Candace offers a great example to her students of how to follow your instincts and bring your ideas into fruition, which is why I’m so thrilled that she is on the faculty of both Black Mesa Writers’ Intensive next week in Santa Fe and Bird by Bird & Beyond with Anne Lamott in Petaluma, CA in January. Interested in joining us in California? Use the promotional code candace when you register for Bird by Bird & Beyond before November 30th at Midnight and you’ll get 40 dollars off the early bird ticket price.
More soon!
Theo
Finding My Way
by Candace Walsh
Living in New York City in the mid-nineties was probably the most painful and perhaps also the most productive place for me to start to become a writer. I was surrounded by people writing in journals—in coffee shops, in bars, in the park. I felt self-conscious and poseur-ish when I did the same. I had very little to write about, besides my crappy childhood.
I didn’t yet know that if you can write well, you don’t need a riveting, action-packed storyline. Writing well is like playing music well. Your audience is with you, enjoying each note, not wanting that note or word to be the last they hear.
My deepest love, at the time, was poetry. I loved writing it, I loved reading it: quiet, private poems by Elizabeth Bishop, Eileen Myles, Robert Creeley, e.e. cummings, Anne Sexton (I clearly had a thing for poets with lots of e’s in their names). My apartment was just a few blocks from the Nuyorican Poets Café, and I brought a poem there, about an unrequited love that was still tender. I signed up for the Slam, and sat waiting for my turn. I didn’t have a singsongy, embodied delivery, and I definitely didn’t stand up there and do breathy, soft porn undulations like the other women who scored well that night. But afterwards a woman named Anne Elliott, who’d read an amazingly brilliant poem that night, made a point of saying something nice about it to me.
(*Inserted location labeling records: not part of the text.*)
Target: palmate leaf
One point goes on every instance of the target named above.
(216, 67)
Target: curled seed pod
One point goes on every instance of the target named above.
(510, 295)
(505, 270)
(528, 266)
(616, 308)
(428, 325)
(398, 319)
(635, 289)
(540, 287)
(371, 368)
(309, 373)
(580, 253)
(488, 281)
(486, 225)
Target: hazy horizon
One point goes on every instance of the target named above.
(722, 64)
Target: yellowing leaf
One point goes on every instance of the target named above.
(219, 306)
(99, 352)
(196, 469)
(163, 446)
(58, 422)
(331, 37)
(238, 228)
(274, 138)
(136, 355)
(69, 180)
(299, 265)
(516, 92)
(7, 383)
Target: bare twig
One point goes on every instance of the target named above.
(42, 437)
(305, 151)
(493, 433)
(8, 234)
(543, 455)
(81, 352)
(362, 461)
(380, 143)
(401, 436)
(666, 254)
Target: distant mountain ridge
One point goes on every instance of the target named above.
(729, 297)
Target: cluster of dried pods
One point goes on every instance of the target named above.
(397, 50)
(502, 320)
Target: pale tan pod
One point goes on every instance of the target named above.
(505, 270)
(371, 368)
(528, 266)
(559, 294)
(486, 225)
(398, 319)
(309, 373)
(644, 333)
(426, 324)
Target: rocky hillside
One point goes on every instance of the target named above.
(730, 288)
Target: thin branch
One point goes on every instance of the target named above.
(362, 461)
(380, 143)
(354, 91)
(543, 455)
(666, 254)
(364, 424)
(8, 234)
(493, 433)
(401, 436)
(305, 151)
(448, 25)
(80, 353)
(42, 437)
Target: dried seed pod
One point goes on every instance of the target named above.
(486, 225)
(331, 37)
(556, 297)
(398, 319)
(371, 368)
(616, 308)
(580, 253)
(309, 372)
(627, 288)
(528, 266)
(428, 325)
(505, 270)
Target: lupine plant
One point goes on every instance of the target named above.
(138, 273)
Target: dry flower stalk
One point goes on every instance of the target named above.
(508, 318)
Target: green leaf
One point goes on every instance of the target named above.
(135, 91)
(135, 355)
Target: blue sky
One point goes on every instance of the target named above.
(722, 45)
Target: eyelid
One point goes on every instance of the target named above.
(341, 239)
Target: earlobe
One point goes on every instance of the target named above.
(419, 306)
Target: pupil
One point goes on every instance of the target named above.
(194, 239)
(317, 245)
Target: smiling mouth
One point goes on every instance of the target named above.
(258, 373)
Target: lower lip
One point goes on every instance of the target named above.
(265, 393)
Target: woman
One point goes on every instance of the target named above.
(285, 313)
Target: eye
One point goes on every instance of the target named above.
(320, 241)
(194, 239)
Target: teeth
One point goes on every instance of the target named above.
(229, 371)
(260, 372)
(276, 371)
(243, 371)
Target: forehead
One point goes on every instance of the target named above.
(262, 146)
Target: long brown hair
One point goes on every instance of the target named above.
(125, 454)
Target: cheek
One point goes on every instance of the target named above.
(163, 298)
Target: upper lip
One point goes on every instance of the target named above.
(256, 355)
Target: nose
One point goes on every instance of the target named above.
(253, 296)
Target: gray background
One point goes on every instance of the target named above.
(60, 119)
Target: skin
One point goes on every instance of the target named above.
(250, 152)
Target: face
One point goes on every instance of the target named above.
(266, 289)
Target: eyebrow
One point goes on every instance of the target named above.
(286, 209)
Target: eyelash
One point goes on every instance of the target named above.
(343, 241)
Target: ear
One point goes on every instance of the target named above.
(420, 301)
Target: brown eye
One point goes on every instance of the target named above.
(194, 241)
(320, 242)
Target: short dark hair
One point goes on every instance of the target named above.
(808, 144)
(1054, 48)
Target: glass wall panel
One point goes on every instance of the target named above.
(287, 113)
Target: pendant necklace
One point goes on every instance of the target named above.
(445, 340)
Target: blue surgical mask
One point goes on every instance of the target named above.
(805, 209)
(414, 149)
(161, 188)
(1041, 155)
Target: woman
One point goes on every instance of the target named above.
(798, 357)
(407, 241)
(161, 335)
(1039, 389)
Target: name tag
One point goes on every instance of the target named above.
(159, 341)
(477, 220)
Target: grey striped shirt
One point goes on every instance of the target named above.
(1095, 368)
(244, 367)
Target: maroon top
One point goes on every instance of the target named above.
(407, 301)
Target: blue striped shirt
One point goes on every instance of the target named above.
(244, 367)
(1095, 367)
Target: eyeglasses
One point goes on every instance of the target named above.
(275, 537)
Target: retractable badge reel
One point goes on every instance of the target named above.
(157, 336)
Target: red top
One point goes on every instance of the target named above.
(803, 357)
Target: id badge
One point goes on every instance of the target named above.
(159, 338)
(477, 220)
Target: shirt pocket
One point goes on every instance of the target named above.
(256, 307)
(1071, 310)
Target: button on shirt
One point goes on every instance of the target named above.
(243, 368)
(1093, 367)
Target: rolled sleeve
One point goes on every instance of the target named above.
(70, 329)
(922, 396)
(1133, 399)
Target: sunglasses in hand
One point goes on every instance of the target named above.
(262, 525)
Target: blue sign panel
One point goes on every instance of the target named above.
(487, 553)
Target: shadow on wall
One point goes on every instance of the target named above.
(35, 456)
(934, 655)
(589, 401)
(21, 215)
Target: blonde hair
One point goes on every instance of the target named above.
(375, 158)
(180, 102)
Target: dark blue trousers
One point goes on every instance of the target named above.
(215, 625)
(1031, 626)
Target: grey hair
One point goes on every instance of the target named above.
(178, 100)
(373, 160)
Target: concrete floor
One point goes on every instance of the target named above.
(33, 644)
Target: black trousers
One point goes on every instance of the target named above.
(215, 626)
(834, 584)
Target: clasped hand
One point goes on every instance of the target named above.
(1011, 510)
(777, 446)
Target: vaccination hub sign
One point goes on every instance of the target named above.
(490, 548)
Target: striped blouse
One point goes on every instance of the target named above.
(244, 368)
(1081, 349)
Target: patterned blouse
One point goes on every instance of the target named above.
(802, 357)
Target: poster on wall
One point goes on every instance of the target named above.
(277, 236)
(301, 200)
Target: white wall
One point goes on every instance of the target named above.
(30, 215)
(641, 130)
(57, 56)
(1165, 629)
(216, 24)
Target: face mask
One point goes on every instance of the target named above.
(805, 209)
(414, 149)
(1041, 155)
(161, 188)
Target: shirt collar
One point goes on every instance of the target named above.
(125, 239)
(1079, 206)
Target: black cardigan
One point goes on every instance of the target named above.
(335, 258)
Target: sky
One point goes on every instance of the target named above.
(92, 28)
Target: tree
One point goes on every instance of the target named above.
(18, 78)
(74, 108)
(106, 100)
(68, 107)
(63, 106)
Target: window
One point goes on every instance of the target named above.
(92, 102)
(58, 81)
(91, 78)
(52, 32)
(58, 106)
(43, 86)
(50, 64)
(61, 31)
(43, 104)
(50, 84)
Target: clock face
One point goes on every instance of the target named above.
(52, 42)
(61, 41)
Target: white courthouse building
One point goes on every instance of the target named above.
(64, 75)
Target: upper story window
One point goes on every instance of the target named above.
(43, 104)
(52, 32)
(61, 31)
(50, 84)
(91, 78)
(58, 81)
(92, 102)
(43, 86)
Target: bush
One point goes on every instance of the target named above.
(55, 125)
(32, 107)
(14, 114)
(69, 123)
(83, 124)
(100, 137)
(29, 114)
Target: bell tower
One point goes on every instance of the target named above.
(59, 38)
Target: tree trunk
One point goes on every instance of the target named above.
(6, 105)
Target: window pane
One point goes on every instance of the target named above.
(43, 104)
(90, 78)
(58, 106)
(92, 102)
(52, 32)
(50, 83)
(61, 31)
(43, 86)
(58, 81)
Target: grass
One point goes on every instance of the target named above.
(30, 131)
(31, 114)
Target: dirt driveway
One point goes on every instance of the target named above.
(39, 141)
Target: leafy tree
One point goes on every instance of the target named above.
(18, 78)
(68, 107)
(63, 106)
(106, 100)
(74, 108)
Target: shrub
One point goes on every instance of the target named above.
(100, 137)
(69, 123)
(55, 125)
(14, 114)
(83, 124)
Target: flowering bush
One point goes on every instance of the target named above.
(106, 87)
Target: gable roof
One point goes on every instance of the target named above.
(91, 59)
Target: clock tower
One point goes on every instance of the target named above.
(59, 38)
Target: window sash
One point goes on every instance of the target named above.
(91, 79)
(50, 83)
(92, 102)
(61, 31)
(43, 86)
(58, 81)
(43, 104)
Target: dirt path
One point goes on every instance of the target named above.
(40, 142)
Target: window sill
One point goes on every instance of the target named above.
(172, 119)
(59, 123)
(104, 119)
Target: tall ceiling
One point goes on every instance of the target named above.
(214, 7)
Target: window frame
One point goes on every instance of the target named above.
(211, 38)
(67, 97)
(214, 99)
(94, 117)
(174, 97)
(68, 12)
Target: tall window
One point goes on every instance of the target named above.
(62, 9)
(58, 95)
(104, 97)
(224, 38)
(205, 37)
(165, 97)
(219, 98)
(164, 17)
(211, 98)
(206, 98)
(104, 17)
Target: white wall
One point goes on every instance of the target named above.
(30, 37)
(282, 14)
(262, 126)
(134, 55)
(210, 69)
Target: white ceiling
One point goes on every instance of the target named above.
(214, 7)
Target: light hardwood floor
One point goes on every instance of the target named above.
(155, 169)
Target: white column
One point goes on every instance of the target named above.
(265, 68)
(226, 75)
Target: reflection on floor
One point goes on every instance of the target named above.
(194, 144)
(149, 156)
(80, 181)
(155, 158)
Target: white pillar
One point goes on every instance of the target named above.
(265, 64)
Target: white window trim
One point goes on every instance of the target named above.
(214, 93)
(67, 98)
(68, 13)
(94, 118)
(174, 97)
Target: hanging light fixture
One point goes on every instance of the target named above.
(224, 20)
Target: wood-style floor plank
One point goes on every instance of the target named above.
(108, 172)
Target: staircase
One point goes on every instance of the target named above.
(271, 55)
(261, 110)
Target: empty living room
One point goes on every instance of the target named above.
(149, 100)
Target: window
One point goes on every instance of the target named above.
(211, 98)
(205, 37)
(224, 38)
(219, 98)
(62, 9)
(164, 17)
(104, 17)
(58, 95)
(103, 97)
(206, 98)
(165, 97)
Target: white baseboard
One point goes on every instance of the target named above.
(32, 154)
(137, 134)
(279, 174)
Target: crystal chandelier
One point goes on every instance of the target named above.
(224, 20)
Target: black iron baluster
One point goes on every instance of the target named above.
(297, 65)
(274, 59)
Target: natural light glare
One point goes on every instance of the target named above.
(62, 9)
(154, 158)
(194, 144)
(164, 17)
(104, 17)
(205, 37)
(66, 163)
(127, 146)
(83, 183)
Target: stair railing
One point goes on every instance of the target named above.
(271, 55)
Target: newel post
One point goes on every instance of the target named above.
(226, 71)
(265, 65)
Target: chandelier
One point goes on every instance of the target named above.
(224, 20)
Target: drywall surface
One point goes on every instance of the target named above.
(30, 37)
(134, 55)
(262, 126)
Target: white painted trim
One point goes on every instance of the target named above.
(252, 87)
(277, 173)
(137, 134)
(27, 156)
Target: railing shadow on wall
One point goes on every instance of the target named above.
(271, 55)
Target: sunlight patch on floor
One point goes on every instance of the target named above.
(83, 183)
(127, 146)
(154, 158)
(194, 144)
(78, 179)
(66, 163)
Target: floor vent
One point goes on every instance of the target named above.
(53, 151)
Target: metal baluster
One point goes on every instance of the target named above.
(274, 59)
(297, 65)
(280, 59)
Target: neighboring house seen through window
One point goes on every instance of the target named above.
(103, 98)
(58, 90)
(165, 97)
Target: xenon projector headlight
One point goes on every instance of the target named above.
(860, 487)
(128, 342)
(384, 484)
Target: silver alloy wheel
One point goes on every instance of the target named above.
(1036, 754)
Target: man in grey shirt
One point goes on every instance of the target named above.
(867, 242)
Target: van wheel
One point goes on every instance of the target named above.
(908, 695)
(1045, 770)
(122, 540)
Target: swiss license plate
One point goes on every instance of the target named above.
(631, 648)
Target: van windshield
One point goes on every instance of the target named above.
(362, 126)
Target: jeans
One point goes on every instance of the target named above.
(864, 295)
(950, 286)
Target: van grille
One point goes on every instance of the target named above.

That didn’t mean that I ever went back. I didn’t. There were other discouragements. I started dating this guy, and for the first time, had a domestic relationship where we went to his parent’s or sister’s every weekend. He hung around with St. Marks’ poets in a sycophantic way. He had a friend who, when I said I was a writer, challenged me to recite something that I had written, on the spot, from memory. When I couldn’t, he cackled at me. “Some writer.” My boyfriend mocked me for having a corporate job…while he ate my food and watched my TV, sprung from his parents’ basement. “You don’t even know who the fuck you are,” he said. I was 21. Who does? But they seared into me, those words, both catalyzing and immobilizing me, a foot on the brakes, a foot on the gas. So much energy, but no specific destination in sight.
Thanks to the boyfriend’s sister, though, I got a job at a magazine. I was the office manager, but there were opportunities to write. One editor was receptive, a sweet, soft-spoken guy. The other was smirky, a hot shot with a no-window, precariously messy office and a scratched, faded, red leather Filofax that seemed to be the external beating heart of his career (this was pre-iPhone). I worked with the sweet guy; he gave me my first assignment, which was so tiny that it had a word count of 25. And when I went to Boston to visit a friend, I bought a red leather Filofax when I saw it on sale. It was like a talisman, and I used it for years, filling in addresses, taking notes, saving business cards, and feeling more and more like a writer.
The Filofax didn’t make me a writer, though, nor did the first few published articles in real outlets, like Newsday and Details and Mademoiselle. One part of it was the knowing that had accompanied me since middle school: the desire, the potential.
The other part was the Sitzfleisch, a German word that means the ability to sit still and endure, to face the page, keep writing, push past fear, to write 300 more words when you’re feeling like the brightest, shiniest sentences of the day have already been written. It’s about determination and commitment, it’s not glamorous, and there are no shortcuts. Sure, there are shortcuts to success: luck, because when lots of people play the lottery, one of them always does win. But that terror of not becoming what I was meant to be in life: that did go away, and all of the time I spent with my hands tapping out sentences on various keyboards was worth it.